Жанна стремительно понеслась дальше, в направлении приемного покоя. Андрей немедленно последовал за ней. Теперь он уже не чувствовал запаха роз, и о том, как нелепо выглядит сейчас в своей серой «толстовке» с черными пуговками, в черных джинсах, да еще с этим шуршащим целлофаном букетом, задумался только тогда, когда его фигура мгновенной тенью отразилась в стеклянной двери приемного покоя.

Мальчик выглядел тщедушным и жалким в безжалостном свете ламп. Ему могло быть лет десять-двенадцать.
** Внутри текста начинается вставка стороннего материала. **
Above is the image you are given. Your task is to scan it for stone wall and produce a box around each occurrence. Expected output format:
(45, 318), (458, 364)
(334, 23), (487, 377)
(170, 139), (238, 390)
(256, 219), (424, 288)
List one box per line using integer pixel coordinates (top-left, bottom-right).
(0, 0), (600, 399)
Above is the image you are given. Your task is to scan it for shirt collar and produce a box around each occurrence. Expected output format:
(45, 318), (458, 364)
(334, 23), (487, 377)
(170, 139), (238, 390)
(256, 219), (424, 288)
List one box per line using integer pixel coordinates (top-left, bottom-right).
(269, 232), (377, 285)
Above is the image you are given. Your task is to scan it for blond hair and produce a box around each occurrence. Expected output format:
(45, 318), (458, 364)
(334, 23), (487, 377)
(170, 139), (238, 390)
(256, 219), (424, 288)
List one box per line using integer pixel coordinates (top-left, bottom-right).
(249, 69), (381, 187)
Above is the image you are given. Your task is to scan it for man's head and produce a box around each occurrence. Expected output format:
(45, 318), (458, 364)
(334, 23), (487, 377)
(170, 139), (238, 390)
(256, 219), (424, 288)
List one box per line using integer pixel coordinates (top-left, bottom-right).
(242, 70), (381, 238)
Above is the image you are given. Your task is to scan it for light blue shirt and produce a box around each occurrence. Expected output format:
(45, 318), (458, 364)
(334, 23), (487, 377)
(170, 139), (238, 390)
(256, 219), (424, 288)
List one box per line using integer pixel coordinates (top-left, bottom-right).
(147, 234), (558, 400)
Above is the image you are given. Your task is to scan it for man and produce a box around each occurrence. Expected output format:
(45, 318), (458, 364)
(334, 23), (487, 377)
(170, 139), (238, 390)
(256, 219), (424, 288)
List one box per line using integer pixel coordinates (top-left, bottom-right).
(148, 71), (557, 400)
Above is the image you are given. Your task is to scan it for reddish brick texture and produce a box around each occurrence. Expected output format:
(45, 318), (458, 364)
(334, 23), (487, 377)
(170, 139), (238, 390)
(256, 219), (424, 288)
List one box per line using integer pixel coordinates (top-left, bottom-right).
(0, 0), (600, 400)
Его лицо превратилось в серую безжизненную маску с черными кругами под глазами. Он лежал на закрытой белой простыней каталке, а под ним расплывалось неровное алое пятно. Мать уже не цеплялась за носилки, а сидела рядом на кушетке и плакала безнадежно, как на похоронах. Наверное, они с сыном были в гостях или собирались куда-то в гости, потому что мать была тщательно причесана и одета в дорогой шерстяной костюм. Девчонки-медсестры успели обрезать у мальчика вдавившиеся в края раны кусочки белой шелковой рубашки. Вадим стоял у стены, скрестив руки на груди, и смотрел прямо перед собой отсутствующим остекленевшим взглядом. Услышав скрип открывающейся двери, он повернулся, кивнул Андрею и, указав глазами на мальчика, скептически поджал губы. Это могло означать только одно: шансов спасти пацана практически нет.